Huffman coding is a lossless data compression algorithm. In this algorithm, a variable-length code is assigned to input different characters. The code length is related to how frequently characters are used. Most frequent characters have the smallest codes and longer codes for least frequent characters.

There are mainly two parts. First one to create a Huffman tree, and another one to traverse the tree to find codes.
For an example, consider some strings “YYYZXXYYX”, the frequency of character Y is larger than X and the character Z has the least frequency. So the length of the code for Y is smaller than X, and code for X will be smaller than Z.
Complexity for assigning the code for each character according to their frequency is O(n log n)

Input and Output

A string with different characters, say “ACCEBFFFFAAXXBLKE”
Code for different characters:
Data: K, Frequency: 1, Code: 0000
Data: L, Frequency: 1, Code: 0001
Data: E, Frequency: 2, Code: 001
Data: F, Frequency: 4, Code: 01
Data: B, Frequency: 2, Code: 100
Data: C, Frequency: 2, Code: 101
Data: X, Frequency: 2, Code: 110
Data: A, Frequency: 3, Code: 111

Algorithm: huffmanCoding(string)

Input: A string with different characters.
Output: The codes for each individual characters.

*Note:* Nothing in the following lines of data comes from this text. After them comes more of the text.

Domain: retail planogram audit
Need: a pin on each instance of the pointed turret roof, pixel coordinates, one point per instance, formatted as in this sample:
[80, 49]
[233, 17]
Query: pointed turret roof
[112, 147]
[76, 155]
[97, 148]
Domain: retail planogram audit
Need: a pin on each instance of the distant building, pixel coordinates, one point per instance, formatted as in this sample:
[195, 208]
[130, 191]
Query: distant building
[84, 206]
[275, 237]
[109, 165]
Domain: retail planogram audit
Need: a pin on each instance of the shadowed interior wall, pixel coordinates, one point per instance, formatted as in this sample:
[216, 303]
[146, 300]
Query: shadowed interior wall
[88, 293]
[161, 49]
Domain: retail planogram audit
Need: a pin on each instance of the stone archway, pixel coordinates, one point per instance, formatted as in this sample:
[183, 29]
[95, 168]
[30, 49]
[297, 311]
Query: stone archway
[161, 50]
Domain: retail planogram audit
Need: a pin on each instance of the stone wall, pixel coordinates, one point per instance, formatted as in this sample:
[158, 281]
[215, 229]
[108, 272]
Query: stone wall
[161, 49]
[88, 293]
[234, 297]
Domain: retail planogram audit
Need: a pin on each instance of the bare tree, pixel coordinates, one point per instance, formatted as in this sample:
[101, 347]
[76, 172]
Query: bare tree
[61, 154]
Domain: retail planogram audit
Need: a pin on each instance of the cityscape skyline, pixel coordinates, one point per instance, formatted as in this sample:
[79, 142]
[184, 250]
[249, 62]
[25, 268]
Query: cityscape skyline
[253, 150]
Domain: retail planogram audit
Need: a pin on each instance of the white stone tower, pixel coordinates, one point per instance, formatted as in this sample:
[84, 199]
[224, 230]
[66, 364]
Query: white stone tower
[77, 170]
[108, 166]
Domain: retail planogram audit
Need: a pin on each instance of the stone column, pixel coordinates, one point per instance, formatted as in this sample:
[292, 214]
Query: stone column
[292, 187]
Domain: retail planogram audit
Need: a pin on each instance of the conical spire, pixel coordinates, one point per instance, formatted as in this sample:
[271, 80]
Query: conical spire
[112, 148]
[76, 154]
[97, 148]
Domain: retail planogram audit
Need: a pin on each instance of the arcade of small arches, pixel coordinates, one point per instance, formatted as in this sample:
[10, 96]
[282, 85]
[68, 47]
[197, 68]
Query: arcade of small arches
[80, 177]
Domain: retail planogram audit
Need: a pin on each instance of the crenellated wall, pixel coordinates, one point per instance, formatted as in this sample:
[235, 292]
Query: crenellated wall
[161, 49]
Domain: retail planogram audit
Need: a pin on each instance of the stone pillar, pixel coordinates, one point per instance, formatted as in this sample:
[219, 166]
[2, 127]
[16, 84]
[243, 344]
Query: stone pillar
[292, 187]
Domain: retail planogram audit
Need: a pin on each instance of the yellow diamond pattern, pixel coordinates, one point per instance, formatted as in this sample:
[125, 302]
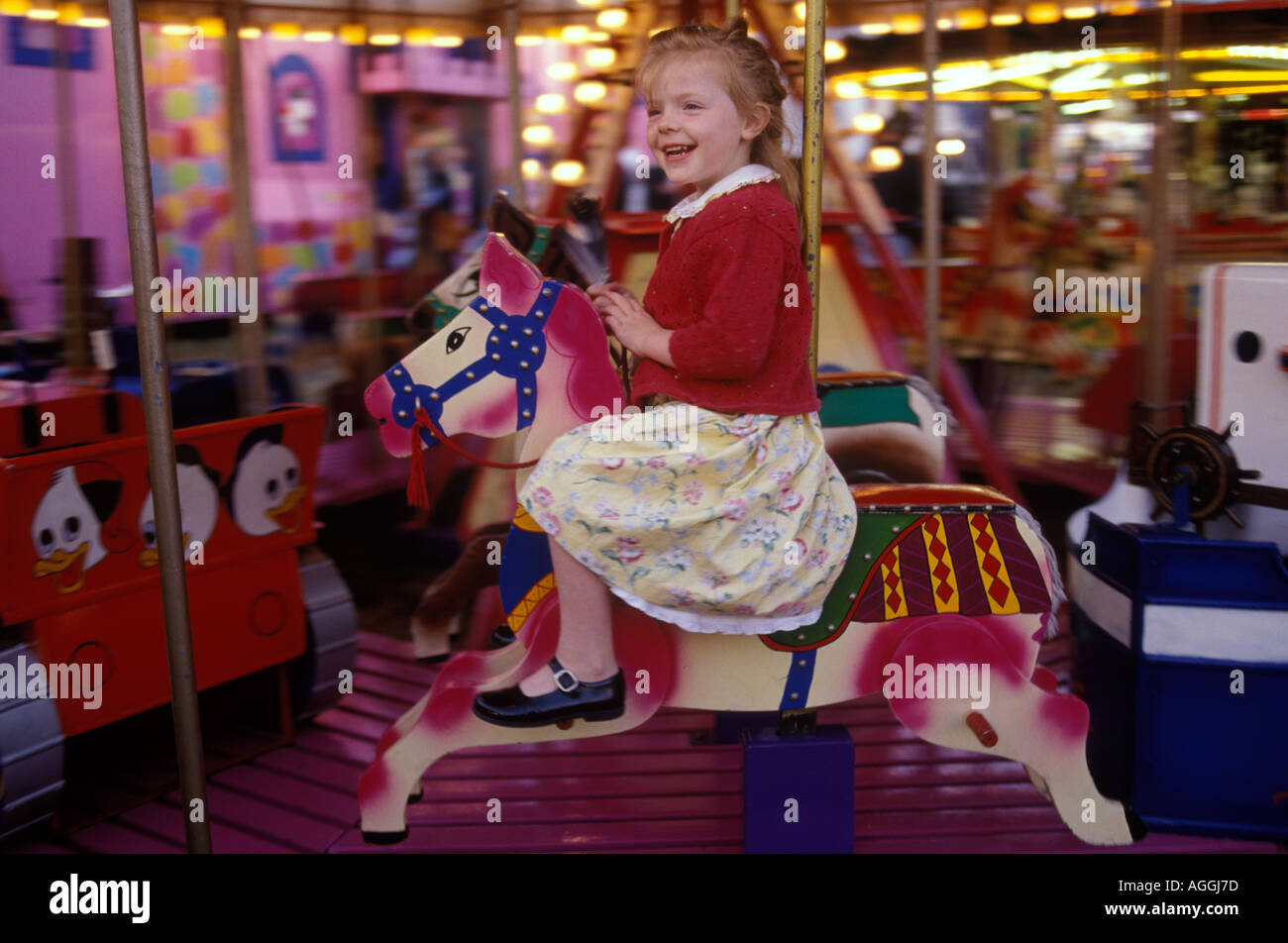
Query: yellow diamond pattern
[952, 603]
[520, 612]
[894, 598]
[1013, 602]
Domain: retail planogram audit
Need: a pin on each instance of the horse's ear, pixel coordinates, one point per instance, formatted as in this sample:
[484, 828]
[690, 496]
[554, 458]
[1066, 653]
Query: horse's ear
[506, 278]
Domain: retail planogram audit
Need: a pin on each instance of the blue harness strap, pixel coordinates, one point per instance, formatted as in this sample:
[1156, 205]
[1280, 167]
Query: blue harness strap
[800, 676]
[515, 350]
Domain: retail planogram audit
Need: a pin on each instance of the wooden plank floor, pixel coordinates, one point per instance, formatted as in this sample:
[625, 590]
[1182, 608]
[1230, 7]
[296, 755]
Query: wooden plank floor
[645, 789]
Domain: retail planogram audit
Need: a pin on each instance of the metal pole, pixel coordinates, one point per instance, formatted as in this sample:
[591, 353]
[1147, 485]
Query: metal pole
[511, 54]
[73, 291]
[1155, 347]
[156, 411]
[811, 158]
[250, 337]
[930, 200]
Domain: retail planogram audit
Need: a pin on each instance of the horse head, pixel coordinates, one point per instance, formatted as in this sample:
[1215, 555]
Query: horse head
[523, 343]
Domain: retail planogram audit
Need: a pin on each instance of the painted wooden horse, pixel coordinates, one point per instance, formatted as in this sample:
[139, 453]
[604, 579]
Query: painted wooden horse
[876, 425]
[939, 577]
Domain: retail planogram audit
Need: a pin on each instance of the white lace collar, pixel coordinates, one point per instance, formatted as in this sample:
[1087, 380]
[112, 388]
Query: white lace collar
[742, 176]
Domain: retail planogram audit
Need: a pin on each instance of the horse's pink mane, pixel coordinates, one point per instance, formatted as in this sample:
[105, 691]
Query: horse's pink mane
[575, 329]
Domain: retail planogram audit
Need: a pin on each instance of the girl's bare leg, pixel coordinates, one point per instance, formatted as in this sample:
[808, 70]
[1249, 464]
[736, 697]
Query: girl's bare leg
[585, 626]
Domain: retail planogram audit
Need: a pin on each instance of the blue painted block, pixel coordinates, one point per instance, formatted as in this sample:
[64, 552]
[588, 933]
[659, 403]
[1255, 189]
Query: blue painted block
[799, 791]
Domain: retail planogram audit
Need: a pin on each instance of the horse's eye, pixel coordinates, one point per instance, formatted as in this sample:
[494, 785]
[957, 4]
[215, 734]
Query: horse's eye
[456, 338]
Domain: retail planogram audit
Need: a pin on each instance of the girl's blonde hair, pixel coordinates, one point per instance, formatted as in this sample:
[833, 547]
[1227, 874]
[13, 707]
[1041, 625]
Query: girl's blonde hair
[748, 77]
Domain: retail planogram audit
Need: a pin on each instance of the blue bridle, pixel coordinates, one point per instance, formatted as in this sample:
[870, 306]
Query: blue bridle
[515, 348]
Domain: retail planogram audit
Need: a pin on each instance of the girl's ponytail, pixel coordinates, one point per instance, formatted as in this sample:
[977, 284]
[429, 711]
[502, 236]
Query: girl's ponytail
[750, 77]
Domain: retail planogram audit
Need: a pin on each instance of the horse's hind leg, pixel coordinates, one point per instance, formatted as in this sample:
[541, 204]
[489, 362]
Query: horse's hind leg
[1013, 718]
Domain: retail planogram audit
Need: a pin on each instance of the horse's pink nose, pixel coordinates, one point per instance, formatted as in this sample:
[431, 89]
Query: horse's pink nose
[378, 398]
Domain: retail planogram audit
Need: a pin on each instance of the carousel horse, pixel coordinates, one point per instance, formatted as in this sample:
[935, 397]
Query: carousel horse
[876, 425]
[938, 576]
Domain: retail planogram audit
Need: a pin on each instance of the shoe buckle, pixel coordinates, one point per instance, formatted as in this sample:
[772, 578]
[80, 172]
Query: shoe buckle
[572, 681]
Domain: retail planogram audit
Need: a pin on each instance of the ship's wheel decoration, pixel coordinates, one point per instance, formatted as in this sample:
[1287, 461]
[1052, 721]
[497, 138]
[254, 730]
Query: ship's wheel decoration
[1193, 472]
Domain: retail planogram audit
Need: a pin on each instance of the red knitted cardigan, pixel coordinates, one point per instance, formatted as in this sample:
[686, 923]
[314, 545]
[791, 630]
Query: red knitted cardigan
[722, 283]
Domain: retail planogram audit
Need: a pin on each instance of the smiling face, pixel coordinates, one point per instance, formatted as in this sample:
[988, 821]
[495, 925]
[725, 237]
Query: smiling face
[695, 131]
[65, 534]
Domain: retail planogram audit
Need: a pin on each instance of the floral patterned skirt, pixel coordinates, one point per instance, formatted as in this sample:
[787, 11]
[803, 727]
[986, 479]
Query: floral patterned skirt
[713, 522]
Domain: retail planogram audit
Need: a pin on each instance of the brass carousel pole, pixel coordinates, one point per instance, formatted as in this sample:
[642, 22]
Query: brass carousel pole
[930, 200]
[1155, 347]
[811, 158]
[511, 50]
[156, 411]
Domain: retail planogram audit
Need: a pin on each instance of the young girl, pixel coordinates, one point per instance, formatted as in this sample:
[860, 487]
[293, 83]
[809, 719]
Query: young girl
[739, 522]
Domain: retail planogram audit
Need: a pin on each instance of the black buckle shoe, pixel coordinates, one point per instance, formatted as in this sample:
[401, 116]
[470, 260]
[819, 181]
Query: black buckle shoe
[575, 699]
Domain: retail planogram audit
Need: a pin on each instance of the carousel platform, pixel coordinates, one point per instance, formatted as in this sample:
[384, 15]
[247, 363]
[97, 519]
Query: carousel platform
[657, 788]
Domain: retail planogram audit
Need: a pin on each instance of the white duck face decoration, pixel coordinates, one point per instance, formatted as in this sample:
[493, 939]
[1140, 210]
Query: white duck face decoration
[198, 505]
[266, 493]
[69, 528]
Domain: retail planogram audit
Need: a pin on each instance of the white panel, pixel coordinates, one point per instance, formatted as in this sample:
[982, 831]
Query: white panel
[1104, 605]
[1233, 635]
[1236, 299]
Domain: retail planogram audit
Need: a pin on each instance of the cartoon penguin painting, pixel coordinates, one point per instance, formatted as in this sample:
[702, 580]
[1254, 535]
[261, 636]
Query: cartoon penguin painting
[73, 526]
[265, 493]
[198, 505]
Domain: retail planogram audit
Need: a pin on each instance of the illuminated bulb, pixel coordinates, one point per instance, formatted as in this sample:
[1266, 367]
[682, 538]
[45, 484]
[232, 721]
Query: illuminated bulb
[589, 91]
[539, 134]
[610, 20]
[885, 157]
[211, 26]
[567, 171]
[868, 123]
[552, 103]
[1042, 13]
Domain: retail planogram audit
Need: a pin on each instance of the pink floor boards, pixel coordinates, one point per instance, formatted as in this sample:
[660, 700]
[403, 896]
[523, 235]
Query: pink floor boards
[648, 789]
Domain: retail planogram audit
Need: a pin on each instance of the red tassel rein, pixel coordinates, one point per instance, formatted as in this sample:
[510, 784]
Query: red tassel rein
[417, 492]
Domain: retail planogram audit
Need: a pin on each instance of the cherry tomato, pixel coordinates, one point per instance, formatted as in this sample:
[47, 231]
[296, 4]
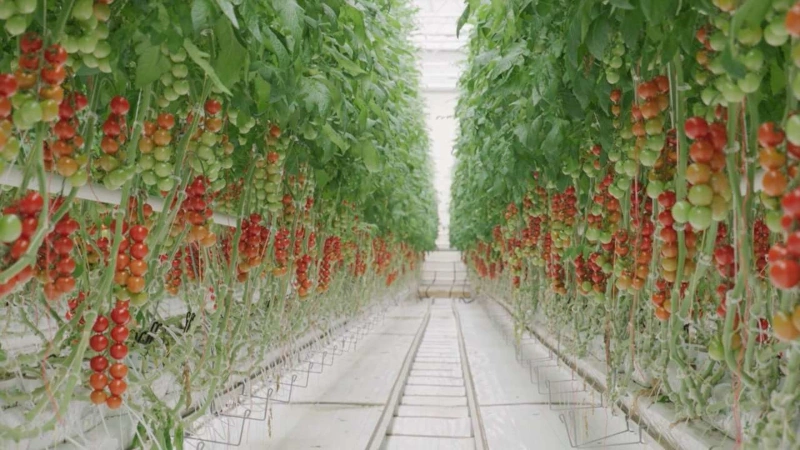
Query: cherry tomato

   define a node with character, frequency, left and right child of the node for Huffman tree.
   create a list ‘freq’ to store frequency of each character, initially, all are 0
   for each character c in the string do
      increase the frequency for character ch in freq list.

   for all type of character ch do
      if the frequency of ch is non zero then
         add ch and its frequency as a node of priority queue Q.

   while Q is not empty do
      remove item from Q and assign it to left child of node
      remove item from Q and assign to the right child of node
      traverse the node to find the assigned code

traverseNode(n: node, code)

Input: The node n of the Huffman tree, and the code assigned from the previous call
Output: Code assigned with each character

if a left child of node n ≠φ then
   traverseNode(leftChild(n), code+’0’)     //traverse through the left child
   traverseNode(rightChild(n), code+’1’)    //traverse through the right child
   display the character and data of current node.